An informer spilled the secret and the conspirators were busted in Nimes before they could spring their trap.
They faced immediate trial and condemnation — Catinat and Ravanel, along with two younger fighters named Jonquet and Villas.
After a long bout of pre-execution torture on April 21 to reveal their conspirators,**
The next day, the 22nd April, 1705, they were taken from the prison and drawn to the place of execution in two carts, being unable to walk, on account of the severe torture to which they had been subjected, and which had crushed the bones of their legs. A single pile of wood had been prepared for Catinat and Ravanel, who were to be burnt together; they were in one cart, and Villas and Jonquet, for whom two wheels had been prepared, were in the other.
The first operation was to bind Catinat and Ravanel back to back to the same stake, care being taken to place Catinat with his face to windward, so that his agony might last longer, and then the pile was lit under Ravanel.
As had been foreseen, this precaution gave great pleasure to those people who took delight in witnessing executions.

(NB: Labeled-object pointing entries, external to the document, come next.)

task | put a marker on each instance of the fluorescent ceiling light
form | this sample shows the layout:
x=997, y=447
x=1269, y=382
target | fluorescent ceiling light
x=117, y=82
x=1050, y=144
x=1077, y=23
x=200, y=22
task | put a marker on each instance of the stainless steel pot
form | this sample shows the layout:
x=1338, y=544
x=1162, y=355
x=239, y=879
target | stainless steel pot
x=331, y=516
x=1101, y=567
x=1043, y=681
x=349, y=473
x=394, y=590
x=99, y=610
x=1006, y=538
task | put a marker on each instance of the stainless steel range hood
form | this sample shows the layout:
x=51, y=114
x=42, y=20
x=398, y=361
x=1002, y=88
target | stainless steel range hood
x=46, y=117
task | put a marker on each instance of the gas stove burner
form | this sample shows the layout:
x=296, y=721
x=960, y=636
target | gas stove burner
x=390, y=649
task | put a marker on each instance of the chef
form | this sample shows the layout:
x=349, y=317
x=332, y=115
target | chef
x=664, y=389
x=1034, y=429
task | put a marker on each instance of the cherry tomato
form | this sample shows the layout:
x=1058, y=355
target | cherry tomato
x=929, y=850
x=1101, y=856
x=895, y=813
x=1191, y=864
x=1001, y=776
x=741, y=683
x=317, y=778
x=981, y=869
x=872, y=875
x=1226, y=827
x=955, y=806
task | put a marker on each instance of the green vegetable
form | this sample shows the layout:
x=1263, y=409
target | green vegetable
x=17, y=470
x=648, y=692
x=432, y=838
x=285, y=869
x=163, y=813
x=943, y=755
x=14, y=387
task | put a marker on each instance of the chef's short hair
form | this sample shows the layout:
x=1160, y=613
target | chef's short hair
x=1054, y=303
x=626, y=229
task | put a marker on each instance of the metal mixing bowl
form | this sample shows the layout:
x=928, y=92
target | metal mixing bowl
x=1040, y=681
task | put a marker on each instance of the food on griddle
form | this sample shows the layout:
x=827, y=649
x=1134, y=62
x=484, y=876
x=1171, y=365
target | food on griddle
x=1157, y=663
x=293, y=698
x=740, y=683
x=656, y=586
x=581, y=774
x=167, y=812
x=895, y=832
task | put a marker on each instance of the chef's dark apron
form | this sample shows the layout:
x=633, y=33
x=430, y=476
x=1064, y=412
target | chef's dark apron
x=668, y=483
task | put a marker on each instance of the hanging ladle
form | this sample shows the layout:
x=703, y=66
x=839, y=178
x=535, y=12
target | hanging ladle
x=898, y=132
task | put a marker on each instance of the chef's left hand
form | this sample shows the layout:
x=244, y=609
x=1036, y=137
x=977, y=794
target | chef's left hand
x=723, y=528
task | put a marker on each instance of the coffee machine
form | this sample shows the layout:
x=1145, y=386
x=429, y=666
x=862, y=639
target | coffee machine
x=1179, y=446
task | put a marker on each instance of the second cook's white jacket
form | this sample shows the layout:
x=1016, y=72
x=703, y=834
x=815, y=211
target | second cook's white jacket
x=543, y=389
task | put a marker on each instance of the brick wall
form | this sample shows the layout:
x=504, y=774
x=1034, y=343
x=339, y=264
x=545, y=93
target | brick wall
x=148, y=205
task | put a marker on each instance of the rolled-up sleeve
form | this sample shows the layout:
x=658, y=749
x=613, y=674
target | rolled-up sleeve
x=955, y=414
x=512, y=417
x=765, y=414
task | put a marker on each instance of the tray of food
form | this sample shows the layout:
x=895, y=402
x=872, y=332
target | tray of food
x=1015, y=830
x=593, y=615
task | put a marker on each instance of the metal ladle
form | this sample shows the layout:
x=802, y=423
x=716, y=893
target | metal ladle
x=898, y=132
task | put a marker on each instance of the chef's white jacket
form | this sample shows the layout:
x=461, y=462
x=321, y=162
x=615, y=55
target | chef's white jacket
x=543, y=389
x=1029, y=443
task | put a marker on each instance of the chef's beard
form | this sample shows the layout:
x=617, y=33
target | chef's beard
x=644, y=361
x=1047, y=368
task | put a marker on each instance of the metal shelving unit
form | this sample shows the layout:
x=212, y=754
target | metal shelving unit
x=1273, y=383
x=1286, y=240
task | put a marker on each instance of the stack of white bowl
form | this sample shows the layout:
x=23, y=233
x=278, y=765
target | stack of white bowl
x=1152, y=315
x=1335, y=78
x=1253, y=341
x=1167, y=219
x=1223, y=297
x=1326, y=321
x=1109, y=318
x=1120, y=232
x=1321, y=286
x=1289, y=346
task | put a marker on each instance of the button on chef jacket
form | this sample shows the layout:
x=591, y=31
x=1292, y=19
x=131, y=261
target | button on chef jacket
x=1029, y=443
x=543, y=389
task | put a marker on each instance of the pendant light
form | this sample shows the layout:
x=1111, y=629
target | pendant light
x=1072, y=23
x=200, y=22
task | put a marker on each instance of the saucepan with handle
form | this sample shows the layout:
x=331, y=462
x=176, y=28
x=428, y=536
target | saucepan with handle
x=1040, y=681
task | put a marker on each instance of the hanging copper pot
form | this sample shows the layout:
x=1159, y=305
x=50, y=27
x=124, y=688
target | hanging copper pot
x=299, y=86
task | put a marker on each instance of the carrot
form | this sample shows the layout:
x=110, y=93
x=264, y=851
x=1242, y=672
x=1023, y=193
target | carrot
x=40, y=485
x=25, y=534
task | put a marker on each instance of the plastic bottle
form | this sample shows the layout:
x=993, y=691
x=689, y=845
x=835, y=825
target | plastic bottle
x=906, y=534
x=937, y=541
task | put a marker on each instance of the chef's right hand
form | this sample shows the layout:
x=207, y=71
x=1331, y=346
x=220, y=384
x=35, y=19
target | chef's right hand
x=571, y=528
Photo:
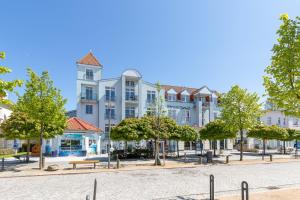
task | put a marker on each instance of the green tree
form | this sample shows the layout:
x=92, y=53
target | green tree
x=292, y=134
x=216, y=130
x=6, y=86
x=282, y=81
x=240, y=111
x=265, y=133
x=19, y=126
x=43, y=103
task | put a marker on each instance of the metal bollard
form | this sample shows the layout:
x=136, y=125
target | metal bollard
x=200, y=160
x=211, y=187
x=2, y=168
x=95, y=189
x=118, y=163
x=43, y=161
x=245, y=191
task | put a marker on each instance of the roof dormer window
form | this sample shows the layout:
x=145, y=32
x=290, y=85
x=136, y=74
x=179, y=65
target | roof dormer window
x=185, y=98
x=171, y=97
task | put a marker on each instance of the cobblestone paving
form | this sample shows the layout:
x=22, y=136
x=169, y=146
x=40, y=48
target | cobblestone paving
x=163, y=184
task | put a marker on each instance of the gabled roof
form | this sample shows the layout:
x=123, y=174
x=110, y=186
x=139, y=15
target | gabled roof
x=77, y=124
x=178, y=89
x=89, y=59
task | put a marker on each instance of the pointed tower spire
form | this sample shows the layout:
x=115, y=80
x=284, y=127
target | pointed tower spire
x=89, y=59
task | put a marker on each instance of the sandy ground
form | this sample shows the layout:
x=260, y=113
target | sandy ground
x=280, y=194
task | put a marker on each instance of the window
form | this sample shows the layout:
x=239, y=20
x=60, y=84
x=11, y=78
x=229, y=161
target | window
x=185, y=98
x=151, y=111
x=150, y=96
x=172, y=114
x=129, y=112
x=110, y=94
x=295, y=122
x=130, y=94
x=171, y=97
x=89, y=109
x=130, y=83
x=110, y=112
x=89, y=93
x=107, y=127
x=215, y=115
x=187, y=117
x=89, y=74
x=269, y=120
x=278, y=121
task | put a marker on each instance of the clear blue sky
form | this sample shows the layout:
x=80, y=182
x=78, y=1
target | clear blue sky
x=188, y=43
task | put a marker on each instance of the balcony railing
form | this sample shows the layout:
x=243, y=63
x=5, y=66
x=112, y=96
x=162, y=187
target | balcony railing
x=110, y=98
x=131, y=98
x=92, y=97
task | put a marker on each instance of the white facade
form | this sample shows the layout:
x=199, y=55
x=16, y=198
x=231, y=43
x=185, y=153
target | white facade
x=130, y=96
x=4, y=114
x=275, y=117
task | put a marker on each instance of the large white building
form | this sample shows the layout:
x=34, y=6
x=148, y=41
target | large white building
x=107, y=101
x=4, y=114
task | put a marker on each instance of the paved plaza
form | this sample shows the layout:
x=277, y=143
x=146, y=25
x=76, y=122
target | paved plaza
x=163, y=184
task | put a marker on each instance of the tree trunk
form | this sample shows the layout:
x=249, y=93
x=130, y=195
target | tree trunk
x=41, y=150
x=214, y=145
x=177, y=142
x=125, y=147
x=264, y=146
x=241, y=145
x=28, y=150
x=156, y=153
x=296, y=150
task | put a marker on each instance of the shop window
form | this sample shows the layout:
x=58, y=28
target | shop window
x=89, y=109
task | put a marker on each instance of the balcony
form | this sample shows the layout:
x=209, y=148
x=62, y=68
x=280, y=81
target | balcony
x=205, y=103
x=110, y=98
x=89, y=97
x=131, y=98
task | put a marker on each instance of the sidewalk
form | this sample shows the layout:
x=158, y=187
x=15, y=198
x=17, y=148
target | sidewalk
x=279, y=194
x=65, y=168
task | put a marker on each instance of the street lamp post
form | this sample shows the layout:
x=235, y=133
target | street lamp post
x=109, y=127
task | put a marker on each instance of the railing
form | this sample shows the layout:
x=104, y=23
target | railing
x=92, y=97
x=110, y=98
x=131, y=98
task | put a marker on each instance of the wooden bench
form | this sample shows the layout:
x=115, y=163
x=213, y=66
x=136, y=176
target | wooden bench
x=74, y=163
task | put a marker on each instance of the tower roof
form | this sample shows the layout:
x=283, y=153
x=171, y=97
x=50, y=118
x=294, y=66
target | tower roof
x=89, y=59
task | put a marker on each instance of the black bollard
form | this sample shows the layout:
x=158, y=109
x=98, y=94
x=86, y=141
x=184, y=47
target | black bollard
x=227, y=159
x=200, y=160
x=2, y=168
x=95, y=189
x=211, y=187
x=245, y=192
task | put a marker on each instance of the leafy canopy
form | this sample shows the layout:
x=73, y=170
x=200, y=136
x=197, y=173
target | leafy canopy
x=216, y=130
x=19, y=125
x=240, y=108
x=6, y=86
x=282, y=80
x=43, y=104
x=264, y=132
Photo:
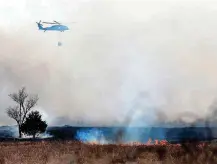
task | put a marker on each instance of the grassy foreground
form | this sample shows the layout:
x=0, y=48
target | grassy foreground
x=53, y=152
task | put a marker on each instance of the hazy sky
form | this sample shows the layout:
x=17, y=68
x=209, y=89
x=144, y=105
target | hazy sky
x=122, y=57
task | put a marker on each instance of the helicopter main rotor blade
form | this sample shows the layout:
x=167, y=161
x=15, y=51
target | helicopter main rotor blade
x=56, y=22
x=48, y=22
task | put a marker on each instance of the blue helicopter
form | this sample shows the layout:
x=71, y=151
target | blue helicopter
x=56, y=27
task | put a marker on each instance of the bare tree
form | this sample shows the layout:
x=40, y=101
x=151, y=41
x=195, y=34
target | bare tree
x=24, y=103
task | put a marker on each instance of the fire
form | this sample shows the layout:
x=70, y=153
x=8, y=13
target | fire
x=149, y=142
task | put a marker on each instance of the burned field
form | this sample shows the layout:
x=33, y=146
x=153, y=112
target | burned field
x=71, y=152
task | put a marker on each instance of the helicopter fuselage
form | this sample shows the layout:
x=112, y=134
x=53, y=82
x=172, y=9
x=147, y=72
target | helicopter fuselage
x=60, y=28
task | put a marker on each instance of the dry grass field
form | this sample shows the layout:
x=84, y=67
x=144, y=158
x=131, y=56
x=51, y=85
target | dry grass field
x=53, y=152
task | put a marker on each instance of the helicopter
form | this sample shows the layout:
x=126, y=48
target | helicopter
x=56, y=27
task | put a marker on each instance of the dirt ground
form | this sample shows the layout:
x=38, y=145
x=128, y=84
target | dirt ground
x=53, y=152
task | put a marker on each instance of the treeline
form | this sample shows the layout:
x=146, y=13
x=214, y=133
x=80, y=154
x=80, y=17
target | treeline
x=29, y=122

The wind being rather high, blew the flames away from Catinat, so that at first the fire burnt his legs only — a circumstance which, the author of the History of the Camisards tells us, aroused Catinat’s impatience. Ravanel, however, bore everything to the end with the greatest heroism, only pausing in his singing to address words of encouragement to his companion in suffering, whom he could not see, but whose groans and curses he could hear; he would then return to his psalms, which he continued to sing until his voice was stifled in the flames. Just as he expired, Jonquet was removed from the wheel, and carried, his broken limbs dangling, to the burning pile, on which he was thrown. From the midst of the flames his voice was heard saying, “Courage, Catinat; we shall soon meet in heaven.” A few moments later, the stake, being burnt through at the base, broke, and Catinat falling into the flames, was quickly suffocated. That this accident had not been forseen and prevented by proper precautions caused great displeasure to spectators who found that the three-quarter of an hour which the spectacle had lasted was much too brief a time.
Villas lived three hours longer on his wheel, and expired without having uttered a single complaint.
A hecatomb of Camisard executions followed, fed by the denunciations of frightened or avaricious people; still others were “merely” condemned to the galleys … bringing at last a sullen peace of arms to the turbulent province.